‘Should I track my teen with an app?’Comment on this story
My teenage son has a smartphone and I have an app that allows us to track where he is.
The other night he said he was going to a movie with friends at a local mall. As my wife and I were going to bed, she wondered if he was on his way home. I discovered he was on the opposite end of town. It wasn't anywhere dangerous, but he had to take the freeway to get there, outside our comfort zone for his driving. He did get home safely.
When my wife and I were teens there were no cellphones and we did crazy stupid dangerous things our parents never knew about.
Our son is a very good kid who gets excellent grades. After we learned that he had lied to us we debated what to do and decided to call him out. He was remorseful, but he was also angry that we were spying on him. We told him that if he turns the app off he'll lose the phone.
He wanted to know why he can't have the same freedom we did when we were young? We didn't punish him, we just told him we wanted the truth moving forward. He's going to be a senior this year, and we know we're going to have to loosen the reins a bit. Of course at this point, we can't really believe him when he says he's going to a movie. What do you think? If the technology is there, is it good to track where your kids are?
I've Got an App
The other day I was talking to my teenager about what it was like for me to be a teenager in the 1970s; I might as well have been talking about the 1870s.
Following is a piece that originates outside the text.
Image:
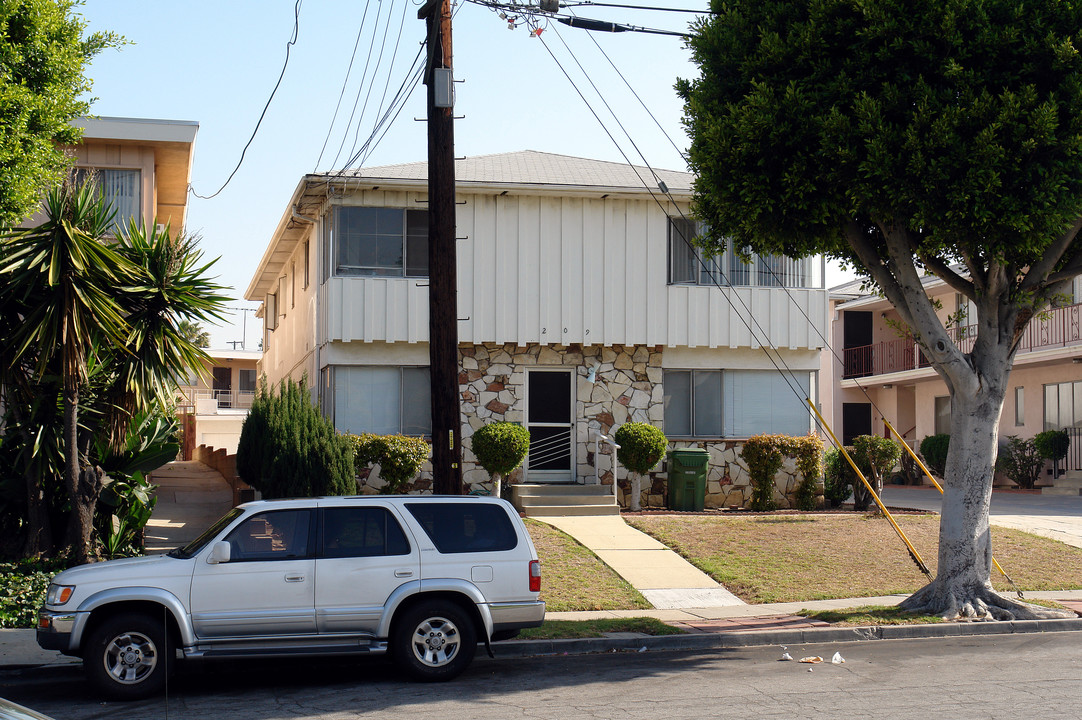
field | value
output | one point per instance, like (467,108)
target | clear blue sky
(216,63)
She found it hard to fathom that when my friends and I went out the door our parents had no idea where we were, that when we were in a car, we were beyond the reach of any parents' supervision.
Now parents are their own private NSA, able to track their kids' movements in real-time. Sure, I find it infinitely reassuring that I can reach my daughter on her cellphone, but it's not just my technophobia that keeps me from downloading that app you have.
She and her friends keep vampire hours, but I don't monitor where she is because I need to practice letting her go, and she needs to learn to make her way in the world.
I'm not defending your son's lying. But you acknowledge your own mildly reprobate youth, so you can imagine the thrill for him of being on the forbidden side of town, of successfully navigating the highway at night. You are right to drive the point home (about his driving home) that you have to be able to trust each other.
So sit down with him and draw up some rules for the coming year. Say that you're keeping the app on for now, and if you find he's lied to you, there will be consequences. But you know that he's a senior and things are changing, so if he is straight with you, by October you will turn off the tracking.